Jean-Jacques faisait bon ménage avec le jardinier Claude Anet, qui partageait avec lui la protection de Mme  de Warens ; mais Claude Anet meurt, et une sorte de majordome, le Suisse Wintzenried, le remplace. Jean-Jacques ne s’entend pas avec le camarade ; et c’est au moment où le refroidissement commence entre Mme  de Warens et lui, qu’il fait aux Charmettes ce délicieux séjour de trois étés (1738-1740), où il est presque toujours seul, quoi qu’il ait dit, où il refait son éducation, lisant toutes sortes de livres, philosophes, historiens, théologiens, poètes : il en sortira armé et prêt à la lutte. Son tour d’esprit est arrêté : un gentilhomme du voisinage, M. de Conzié, qui le vit souvent vers 1738 ou 1739, nous signale en lui un « goût décidé pour la solitude,… un mépris inné pour les hommes, un penchant déterminé à blâmer leurs défauts, leurs faibles,… une défiance constante en leur probité ». C’est aux Charmettes que Rousseau écrit ses premiers essais. Avant le dernier été qu’il y passa, il fut quelques mois précepteur des enfants du grand prévôt de Lyon, M. de Mably, dont il ne se faisait pas scrupule de « chiper » le bon vin : il n’était pas encore tout à fait assis dans sa moralité.

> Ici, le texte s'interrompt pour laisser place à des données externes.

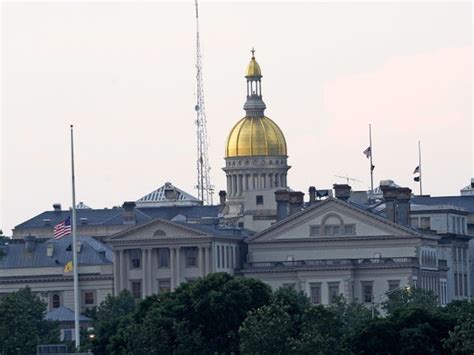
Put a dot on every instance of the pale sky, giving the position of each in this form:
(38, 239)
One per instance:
(123, 73)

Enfin il part pour Paris (1741). C’est la rupture définitive avec Mme  de Warens, dont les affaires se dérangeaient de plus en plus ; désormais dans leurs rares relations les rôles seront intervertis, et Jean-Jacques enverra quelques petits secours à l’amie qui a tant fait pour lui. La pauvre femme, toujours en dettes, en procès, en projets, mourra en 1762 : c’était une détraquée, brouillonne, dévote, un peu aventurière, dont la réputation n’aurait pas eu de trop grave accroc, si Jean-Jacques n’avait eu l’idée de confesser ses fautes, avec toutes celles des gens qu’il avait connus.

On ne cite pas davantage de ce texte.